Dass es sich bei den Forderungen des VBE vom Freitag nicht nur um die Einzelmeinung einiger Pioniere rot-grüner Bildungsideologie handelt, wurde in den Pressemitteilungen der Fraktionen von SPD und Grünen auch deutlich.
Was schlägt das Gutachten vor? Beabsichtigt ist offenkundig, dass Gymnasien nunmehr von zwei Seiten in die Zange genommen werden sollen. Die erste Maßnahme ist die direkte Attacke auf bestehende Gymnasien im ländlichen Raum. Sie sollen einfach in Gesamtschulen umgewandelt werden, wenn vor Ort neben dem Gymnasium zum Beispiel keine Realschule mehr besteht. Der Argumentation des Gutachtens folgend sei das vielfältige Schulangebot dann nicht mehr komplett und Kinder müssten auspendeln. Um das zu verhindern, sollen nach dem Willen von Prof Rösner und dem VBE die Gymnasien in Gesamtschulen umgewandelt werden.
Bemerkenswert ist, dass dieser Schlussfolgerung die waghalsige These zugrunde liegt, dass in jeder noch so kleinen Kommune jeder weiterführende Bildungsgang vertreten sein müsse. Darüber hinaus wird gezielt verharmlosend davon gesprochen, dass es sich nur um wenige Standorte handele.

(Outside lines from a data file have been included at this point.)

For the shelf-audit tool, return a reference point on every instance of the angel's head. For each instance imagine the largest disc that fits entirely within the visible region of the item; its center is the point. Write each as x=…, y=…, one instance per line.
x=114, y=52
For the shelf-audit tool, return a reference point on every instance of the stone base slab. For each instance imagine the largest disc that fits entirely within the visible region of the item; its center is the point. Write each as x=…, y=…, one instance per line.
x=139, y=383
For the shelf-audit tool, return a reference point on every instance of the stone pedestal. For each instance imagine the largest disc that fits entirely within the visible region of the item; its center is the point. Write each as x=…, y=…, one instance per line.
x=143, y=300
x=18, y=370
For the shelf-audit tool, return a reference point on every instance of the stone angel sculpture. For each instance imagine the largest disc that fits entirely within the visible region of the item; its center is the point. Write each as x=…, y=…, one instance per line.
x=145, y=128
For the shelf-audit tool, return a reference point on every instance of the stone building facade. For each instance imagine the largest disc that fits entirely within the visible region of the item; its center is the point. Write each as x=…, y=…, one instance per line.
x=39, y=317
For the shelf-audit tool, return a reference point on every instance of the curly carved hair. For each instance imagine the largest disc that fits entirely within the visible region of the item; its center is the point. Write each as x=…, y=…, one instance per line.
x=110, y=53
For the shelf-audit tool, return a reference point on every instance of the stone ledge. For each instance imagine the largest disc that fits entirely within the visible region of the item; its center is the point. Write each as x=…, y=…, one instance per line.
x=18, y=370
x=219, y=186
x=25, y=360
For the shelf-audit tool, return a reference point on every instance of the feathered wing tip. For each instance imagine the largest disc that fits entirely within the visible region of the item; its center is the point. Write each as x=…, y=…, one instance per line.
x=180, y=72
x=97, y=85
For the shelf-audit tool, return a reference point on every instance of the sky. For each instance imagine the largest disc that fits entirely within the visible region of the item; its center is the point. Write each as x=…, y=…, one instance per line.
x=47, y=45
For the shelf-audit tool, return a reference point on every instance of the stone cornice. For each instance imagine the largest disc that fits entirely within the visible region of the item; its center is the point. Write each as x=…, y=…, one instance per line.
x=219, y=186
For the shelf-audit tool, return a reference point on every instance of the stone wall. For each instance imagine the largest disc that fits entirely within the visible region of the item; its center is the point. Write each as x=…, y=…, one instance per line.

In Wahrheit aber soll hier ein argumentativer Automatismus etabliert werden: Läuft eine Schulform des vielfältigen Schulsystems aus, muss der Rest eben auch weg – und dass, obwohl es immer Kommunen gegeben hat, die nicht alle drei Schulformen vorgehalten haben. Hier soll ein weiteres Tor eröffnet werden, um in Zukunft möglichst viele Gymnasien auf dem Land zu schließen.
Natürlich ist die Sicherung eines weiterführenden Schulangebots in Kommunen aus den vielfältigsten Gründen wichtig und richtig. Und natürlich schließt das auch neu gegründete Sekundarschulen mit ein. Und natürlich muss man auch z.B. über die Weiterführungsgrößen von Schulen diskutieren, die in anderen Bundesländern geringer sind. Aber, es kann und darf nicht sein, dass die bereits bestehenden Bevorzugungen weniger Schulformen dann auch noch verschärft werden sollen. Bei Verbesserungen müssen alle Schulformen faire Bedingungen erhalten – bei Klassengrößen, bei Errichtung, bei Teilstandorten oder bei Fortführungsregelungen.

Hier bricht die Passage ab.